In Ukraine, formally, trade unions own property by the right of private property. What is the illegality of the owner’s disposal of his private property? The fact is that Ukrainian law enforcers interpret the legislation in their own way and declare any property of trade unions “illegally withdrawn” from state ownership.
Volodymyr Sayenko himself called his criminal prosecution “an attempt to destroy inconvenient trade unions, to take away their tools of statutory activity”. In a post on Facebook on December 22, he stressed that while in office, he only performed his functional duties and collegial decisions of the bodies of the Federation of Trade Unions of Ukraine.
Currently, the Deputy Chairman of the Federation of Trade Unions of Ukraine is behind bars. He has been remanded in custody and set an unaffordable bail of 124 million hryvnias (almost €3m) to send a message to other trade union leaders to keep their heads down. Prior to his detention, Sayenko was active in the press, criticizing the legislative attack on the social and labor rights of Ukrainians and also the plans of legislators to seize property from trade unions. In particular, he compared the policy of the Ukrainian government towards trade unions with the policy of the Brazilian government under the presidencies of Michel Temer and Jair Bolsonaro.

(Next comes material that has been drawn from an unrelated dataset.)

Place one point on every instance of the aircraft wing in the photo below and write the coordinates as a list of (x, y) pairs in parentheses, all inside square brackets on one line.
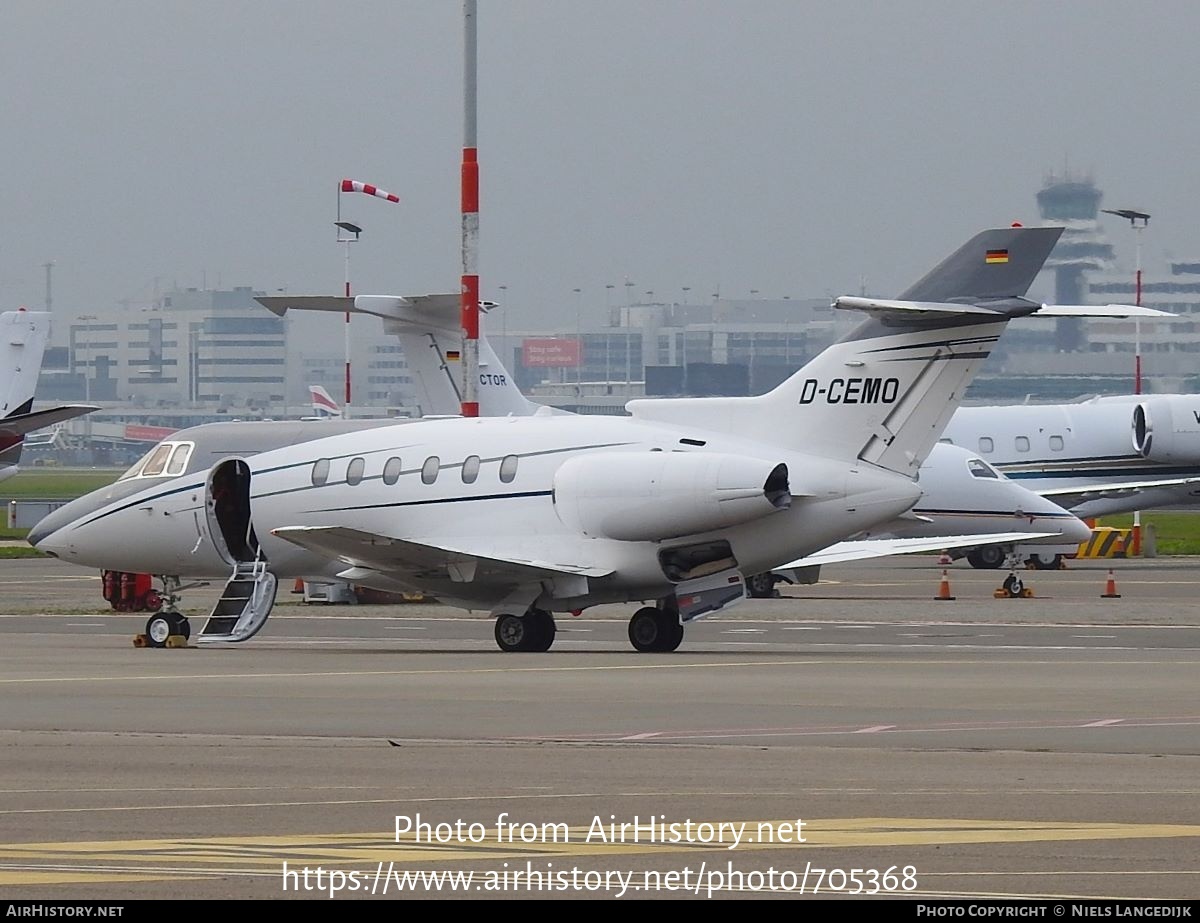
[(27, 423), (1134, 311), (443, 305), (1068, 497), (865, 549), (409, 561)]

Brazil and Belarus: unpleasant parallels
In 2017, a labor reform was carried out in the Latin American country, which made employees virtually powerless and destroyed trade unions. Such changes were designed to overcome the economic crisis by making the labor market “more flexible”. Brazilian President Michel Temer promised that it would help create six million jobs within ten years. In five years, the effect was the opposite – economic decline and rampant unemployment. In 2022, the International Trade Union Confederation ranked Brazil among the ten “worst countries in the world for workers”. Among other things, the 2017 reform simplified the procedure for their dismissal and deprived them of a guaranteed minimum income. At the same time, trade unions, previously partially financed by the federal budget, were deprived of state support and began to cease their activities en masse. The reform was recently evaluated by Brazilian voters: in this year’s presidential elections, the current President, Bolsonaro, was defeated by the former head of state and trade union leader Lula da Silva.

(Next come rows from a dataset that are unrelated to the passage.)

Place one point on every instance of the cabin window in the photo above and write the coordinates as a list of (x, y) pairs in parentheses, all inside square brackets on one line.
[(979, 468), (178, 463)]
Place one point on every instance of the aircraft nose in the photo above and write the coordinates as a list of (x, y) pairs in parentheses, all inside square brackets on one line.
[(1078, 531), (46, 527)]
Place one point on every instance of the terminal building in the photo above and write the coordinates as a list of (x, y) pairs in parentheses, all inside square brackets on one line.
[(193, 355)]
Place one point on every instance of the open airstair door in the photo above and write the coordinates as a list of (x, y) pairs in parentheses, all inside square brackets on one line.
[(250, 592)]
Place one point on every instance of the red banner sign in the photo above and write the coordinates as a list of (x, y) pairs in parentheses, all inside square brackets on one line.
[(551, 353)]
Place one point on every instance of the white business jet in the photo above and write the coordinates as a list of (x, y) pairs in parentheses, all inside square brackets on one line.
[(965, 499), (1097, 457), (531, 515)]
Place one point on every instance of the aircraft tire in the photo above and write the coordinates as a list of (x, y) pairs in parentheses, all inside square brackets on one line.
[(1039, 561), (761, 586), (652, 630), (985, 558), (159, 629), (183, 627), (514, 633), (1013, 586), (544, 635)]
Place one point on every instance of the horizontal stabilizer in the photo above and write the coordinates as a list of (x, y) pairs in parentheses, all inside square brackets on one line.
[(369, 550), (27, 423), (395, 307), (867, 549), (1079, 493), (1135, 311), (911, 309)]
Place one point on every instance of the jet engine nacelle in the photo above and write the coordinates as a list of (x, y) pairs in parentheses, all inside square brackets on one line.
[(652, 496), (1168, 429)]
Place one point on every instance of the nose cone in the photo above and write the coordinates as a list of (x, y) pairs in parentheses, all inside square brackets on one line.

Another example of the destruction of independent trade unions is the actions of Lukashenko’s dictatorial regime in Belarus. In July of this year, the Supreme Court of Belarus banned the activities of a number of trade union organizations, some of which opposed the invasion of Ukraine and called for the withdrawal of Russian occupation troops from Belarus. In recent months, trials of trade union leaders have been regularly taking place in Belarus. On December 20, the trial of the leaders of the Belarusian Congress of Democratic Trade Unions – Aliaksandr Yarashuk, Syargei Antusievich and Iryna But-Gusayim – began. They have been in custody since April, before the court decision. Is a similar scenario to be applied to the Ukrainian trade union leader?

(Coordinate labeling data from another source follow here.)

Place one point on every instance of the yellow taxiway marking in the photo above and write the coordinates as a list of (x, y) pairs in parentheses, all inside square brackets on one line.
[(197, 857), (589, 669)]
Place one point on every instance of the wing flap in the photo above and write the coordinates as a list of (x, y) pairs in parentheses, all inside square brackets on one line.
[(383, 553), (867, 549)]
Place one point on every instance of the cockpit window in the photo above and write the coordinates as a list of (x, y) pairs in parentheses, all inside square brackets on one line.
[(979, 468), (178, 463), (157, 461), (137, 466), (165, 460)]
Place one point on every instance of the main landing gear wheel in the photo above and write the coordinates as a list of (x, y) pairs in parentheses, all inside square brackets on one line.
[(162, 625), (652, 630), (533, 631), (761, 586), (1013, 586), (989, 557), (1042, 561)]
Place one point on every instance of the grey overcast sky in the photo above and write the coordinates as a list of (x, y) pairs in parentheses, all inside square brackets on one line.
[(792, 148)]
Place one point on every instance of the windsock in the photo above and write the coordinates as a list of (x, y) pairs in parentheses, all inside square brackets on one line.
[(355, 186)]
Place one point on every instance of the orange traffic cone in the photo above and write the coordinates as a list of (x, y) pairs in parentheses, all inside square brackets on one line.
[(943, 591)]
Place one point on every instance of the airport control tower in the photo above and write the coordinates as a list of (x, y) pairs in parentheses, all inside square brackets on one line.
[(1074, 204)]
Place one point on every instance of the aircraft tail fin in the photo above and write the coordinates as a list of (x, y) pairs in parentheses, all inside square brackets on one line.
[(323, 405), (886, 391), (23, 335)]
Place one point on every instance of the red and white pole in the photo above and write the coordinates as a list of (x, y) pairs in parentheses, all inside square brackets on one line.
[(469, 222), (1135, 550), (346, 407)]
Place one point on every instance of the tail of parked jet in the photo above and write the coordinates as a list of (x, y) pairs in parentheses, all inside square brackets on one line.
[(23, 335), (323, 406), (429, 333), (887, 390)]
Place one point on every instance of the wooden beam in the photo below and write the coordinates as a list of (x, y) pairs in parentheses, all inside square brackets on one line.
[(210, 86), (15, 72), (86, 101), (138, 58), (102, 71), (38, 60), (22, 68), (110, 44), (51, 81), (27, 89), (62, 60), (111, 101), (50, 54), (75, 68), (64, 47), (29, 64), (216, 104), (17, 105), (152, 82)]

In the neighboring Russian Federation, which is waging an aggressive war against Ukraine, Trade Unions 24 issued a statement in which they declared their support for “the decision of Russian President Vladimir Putin to carry out an operation to denazify Ukraine”. After numerous appeals from the Federation of Trade Unions of Ukraine, the Russian organization was expelled from all respected international institutions.
“Brazilian” or “Belarusian” scenarios are not what the Ukrainian people want and deserve. Ukrainians proved it during the Euromaidan in 2014 when they defended the European vector of development of their country. They also prove it every day now, deterring Russian aggression and protecting both their people and the entire democratic world. It is important for the Guarantor of the Constitution and Commander-in-Chief to pay attention to the actions of some of his representatives that endanger the future of Ukraine, neglecting the European principles of building a state – legal, socially oriented, with a developed civil society.